Would we need to use an integral to add up the increasing cross sectional area from the inner radius to the outer radius?

Yes, do that.

 

[bob012345]

It would be nice to see you , @Jaccobtw , try and work this out so we know you learned something...

 

[Jaccobtw]

It would be nice to see you , @Jaccobtw , try and work this out so we know you learned something...

Here's what I did:

$$4\pi\int_{40 \times 10^{-9}}^{50 \times 10^{-9}} r^2dr = 2.56 \times 10^{-22}m^3$$

This gives the volume from the inner radius to the outer radius but we need essentially the average surface area. So divide this answer by $10 \times 10^{-9}$ to get the average surface area.

Plug in the rest of the numbers:

$$\frac{(2.44\times10^{-8}\Omega m)(10 \times10^{-9}m)}{2.56 \times10^{-14}m^2}$$

And the answer I got was correct. I hope my reasoning was too.

 

[Orodruin]

I do not buy that reasoning, sorry. It might get fairly close to the correct value, but you certainly do not want average area. What you do want to do is to add up all of the small contributions of consecutive thin shells. In essence, for a thin shell of thickness $dr$ (so thin that area change through it is negligible) the small resistance $dR$ in the shell is given by
$$
dR = \frac{\rho \, dr}{A(r)}.
$$
Then you need to sum those contributions up (read: integrate).

 

[Jaccobtw]

I do not buy that reasoning, sorry. It might get fairly close to the correct value, but you certainly do not want average area. What you do want to do is to add up all of the small contributions of consecutive thin shells. In essence, for a thin shell of thickness $dr$ (so thin that area change through it is negligible) the small resistance $dR$ in the shell is given by
$$
dR = \frac{\rho \, dr}{A(r)}.
$$
Then you need to sum those contributions up (read: integrate).

Why do you have an r in the denominator?

 

[SammyS]

Why do you have an r in the denominator?

Actually, that's Area in the denominator. - the area of a spherical shell of radius $r$ .

See your Relevant Equation.

 

[bob012345]

Here's what I did:

$$4\pi\int_{40 \times 10^{-9}}^{50 \times 10^{-9}} r^2dr = 2.56 \times 10^{-22}m^3$$

This gives the volume from the inner radius to the outer radius but we need essentially the average surface area. So divide this answer by $10 \times 10^{-9}$ to get the average surface area.

Plug in the rest of the numbers:

$$\frac{(2.44\times10^{-8}\Omega m)(10 \times10^{-9}m)}{2.56 \times10^{-14}m^2}$$

And the answer I got was correct. I hope my reasoning was too.

The best practice in general is to work out the math symbolically so you can see the relationships between variables first and then put in the numbers.

 

[Jaccobtw]

Actually, that's Area in the denominator. - the area of a spherical shell of radius $r$ .
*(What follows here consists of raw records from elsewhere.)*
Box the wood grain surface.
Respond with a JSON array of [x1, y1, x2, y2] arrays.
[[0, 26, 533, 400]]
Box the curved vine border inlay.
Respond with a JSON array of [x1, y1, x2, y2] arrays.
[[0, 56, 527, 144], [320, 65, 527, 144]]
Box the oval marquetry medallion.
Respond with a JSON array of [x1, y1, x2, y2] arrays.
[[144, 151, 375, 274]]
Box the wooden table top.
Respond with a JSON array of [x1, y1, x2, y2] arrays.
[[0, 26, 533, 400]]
See your Relevant Equation.

Then I guess that makes sense. Find the resistance through each infinitesimal cross sectional area and add them (the resistances, not the area) up.

 

[Orodruin]

Actually, that's Area in the denominator. - the area of a spherical shell of radius $r$ .

See your Relevant Equation.

What he said. The area of the shell is a function of $r$. Hence $A(r)$.